Op 20 maart 2020 heeft de Rechtbank Oost-Brabant een beschikking gegeven inzake een verzoek tot het verlenen van een zorgmachtiging op basis van artikel 6:4 van de Wet verplichte geestelijke gezondheidszorg (Wvggz). De officier van justitie had op 3 maart 2020 een verzoekschrift ingediend, waarin werd verzocht om verplichte zorg voor een minderjarige, die suïcidaal gedrag vertoonde. De mondelinge behandeling vond telefonisch plaats vanwege de coronamaatregelen. Tijdens deze behandeling zijn verschillende betrokkenen gehoord, waaronder de ouders van de betrokkene en een psychiater.
De rechtbank heeft vastgesteld dat er sprake is van ernstig nadeel voor de betrokkene, met name door het risico op levensgevaar en psychische schade. De betrokkene vertoonde onvoorspelbaar suïcidaal gedrag en automutilatie, wat leidde tot de conclusie dat een gedwongen opname noodzakelijk was om verdere diagnostiek en behandeling mogelijk te maken. De ouders van de betrokkene konden niet langer de benodigde veiligheid bieden in de thuissituatie.
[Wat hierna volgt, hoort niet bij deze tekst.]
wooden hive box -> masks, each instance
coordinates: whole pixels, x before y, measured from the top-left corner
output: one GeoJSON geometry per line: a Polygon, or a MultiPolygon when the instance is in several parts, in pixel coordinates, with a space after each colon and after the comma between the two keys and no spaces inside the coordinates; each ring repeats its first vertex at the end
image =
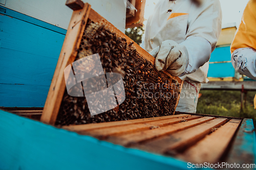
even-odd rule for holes
{"type": "MultiPolygon", "coordinates": [[[[84,36],[83,31],[85,29],[86,30],[87,23],[100,23],[99,27],[103,25],[110,28],[110,30],[115,32],[120,38],[133,42],[90,9],[89,4],[74,5],[76,10],[73,12],[41,117],[41,122],[52,125],[65,125],[56,123],[66,93],[62,72],[67,65],[77,59],[82,51],[80,50],[82,47],[80,43],[86,42],[82,37],[84,36]]],[[[137,44],[132,45],[133,49],[135,48],[141,57],[154,64],[154,58],[137,44]]],[[[176,90],[180,92],[182,81],[177,77],[168,76],[179,85],[176,90]]],[[[179,95],[175,101],[175,108],[179,98],[179,95]]],[[[125,121],[70,125],[63,126],[61,128],[125,147],[174,157],[185,162],[215,164],[225,161],[241,165],[255,162],[255,134],[251,120],[176,113],[157,117],[155,117],[153,115],[140,119],[131,118],[125,121]],[[248,145],[247,149],[244,148],[245,145],[248,145]],[[242,157],[238,156],[238,154],[242,155],[242,157]]],[[[186,168],[183,166],[181,169],[186,168]]]]}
De rechtbank heeft geoordeeld dat er geen minder bezwarende alternatieven beschikbaar zijn en dat de voorgestelde verplichte zorg evenredig en effectief is. De zorgmachtiging is verleend voor de duur van zes maanden, tot en met 20 september 2020, en omvat onder andere het toedienen van vocht, voeding en medicatie, het beperken van bewegingsvrijheid, en het opnemen in een accommodatie. De beschikking is openbaar uitgesproken door rechter W. Schoorlemmer, tevens kinderrechter.